Essential Apache Pig Interview Questions

Essential Apache Pig Interview Questions

Compare Apache Pig And Sql?

Apache Pig differs from SQL in its usage for ETL, lazy evaluation, store data at any given point of time in the pipeline, support for pipeline splits and explicit declaration of execution plans. SQL is oriented around queries which produce a single result. SQL has no in-built mechanism for splitting a data processing stream and applying different operators to each sub-stream.

Apache Pig allows user code to be included at any point in the pipeline whereas if SQL where to be used data needs to be imported to the database first and then the process of cleaning and transformation begins.

Explain The Need For Mapreduce While Programming In Apache Pig.?

Apache Pig programs are written in a query language known as Pig Latin that is similar to the SQL query language. To execute the query, there is a need for an execution engine. The Pig engine converts the queries into MapReduce jobs and thus MapReduce acts as the execution engine and is needed to run the programs.

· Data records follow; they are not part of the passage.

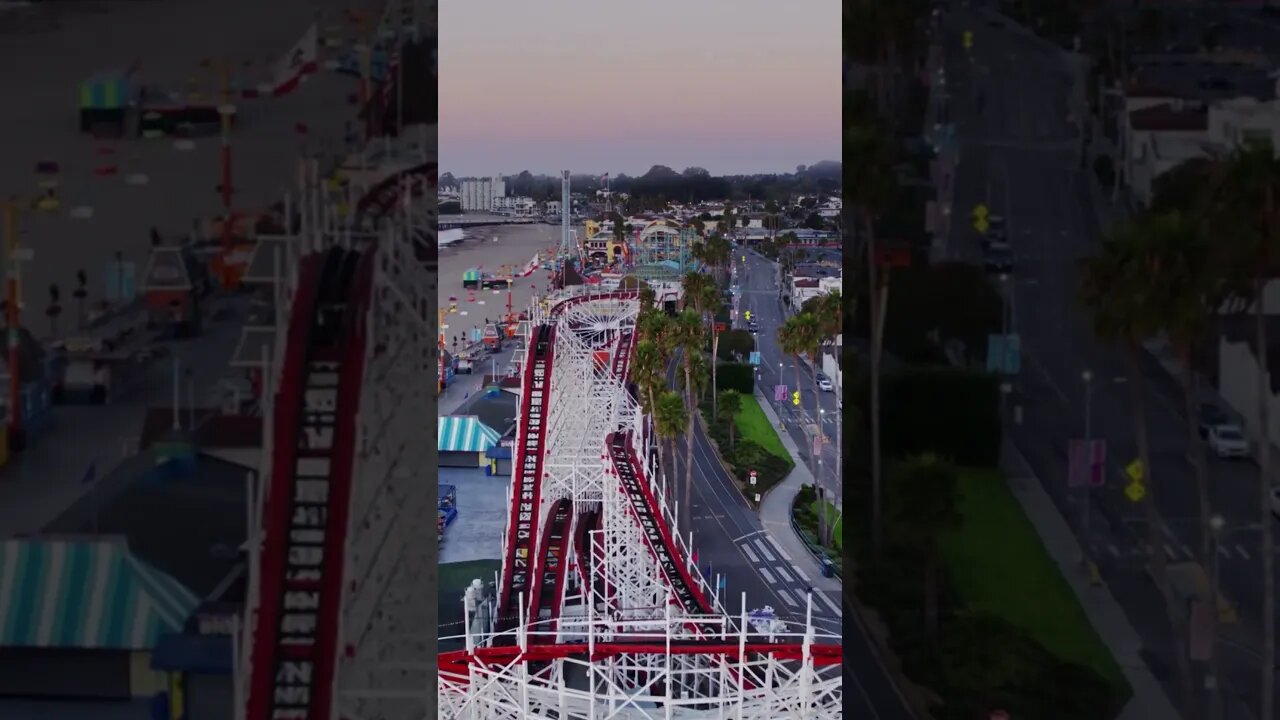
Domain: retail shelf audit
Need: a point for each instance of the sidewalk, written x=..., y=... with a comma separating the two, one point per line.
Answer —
x=1105, y=614
x=776, y=515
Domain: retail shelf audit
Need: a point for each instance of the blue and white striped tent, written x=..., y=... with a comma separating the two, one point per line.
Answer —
x=465, y=433
x=86, y=595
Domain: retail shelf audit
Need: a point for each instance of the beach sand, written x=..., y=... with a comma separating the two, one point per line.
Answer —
x=516, y=245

Explain About The Bloommapfile.?

BloomMapFile is a class, that extends the MapFile class. It is used in HBase table format to provide quick membership test for the keys using dynamic bloom filters.

What Do You Mean By A Bag In Pig?

Collection of tuples is referred as a bag in Apache Pig.

What Is The Usage Of Foreach Operation In Pig Scripts?

FOREACH operation in Apache Pig is used to apply transformation to each element in the data bag, so that respective action is performed to generate new data items.

Syntax-

FOREACH data_bagname GENERATE exp1, exp2.

Explain About The Different Complex Data Types In Pig.?

Apache Pig supports 3 complex data types:

Maps-

These are key, value stores joined together using #.

Tuples-

Just similar to the row in a table, where different items are separated by a comma. Tuples can have multiple attributes.

Bags-

Unordered collection of tuples. Bag allows multiple duplicate tuples.

What Does Flatten Do In Pig?

Sometimes there is data in a tuple or a bag and if we want to remove the level of nesting from that data, then Flatten modifier in Pig can be used. Flatten un-nests bags and tuples. For tuples, the Flatten operator will substitute the fields of a tuple in place of a tuple, whereas un-nesting bags is a little complex because it requires creating new tuples.

How Do Users Interact With The Shell In Apache Pig?

Using Grunt i.e. Apache Pig’s interactive shell, users can interact with HDFS or the local file system.

To start Grunt, users should invoke Apache Pig with no command:

Executing the command “pig –x local” will result in the prompt –

grunt >

This is where PigLatin scripts can be run either in local mode or in cluster mode by setting the configuration in PIG_CLASSPATH.

To exit from grunt shell, press CTRL+D or just type exit.

What Are The Debugging Tools Used For Apache Pig Scripts?

describe and explain are the important debugging utilities in Apache Pig.

explain utility is helpful for Hadoop developers, when trying to debug error or optimize PigLatin scripts. explain can be applied on a particular alias in the script or it can be applied to the entire script in the grunt interactive shell. explain utility produces several graphs in text format which can be printed to a file.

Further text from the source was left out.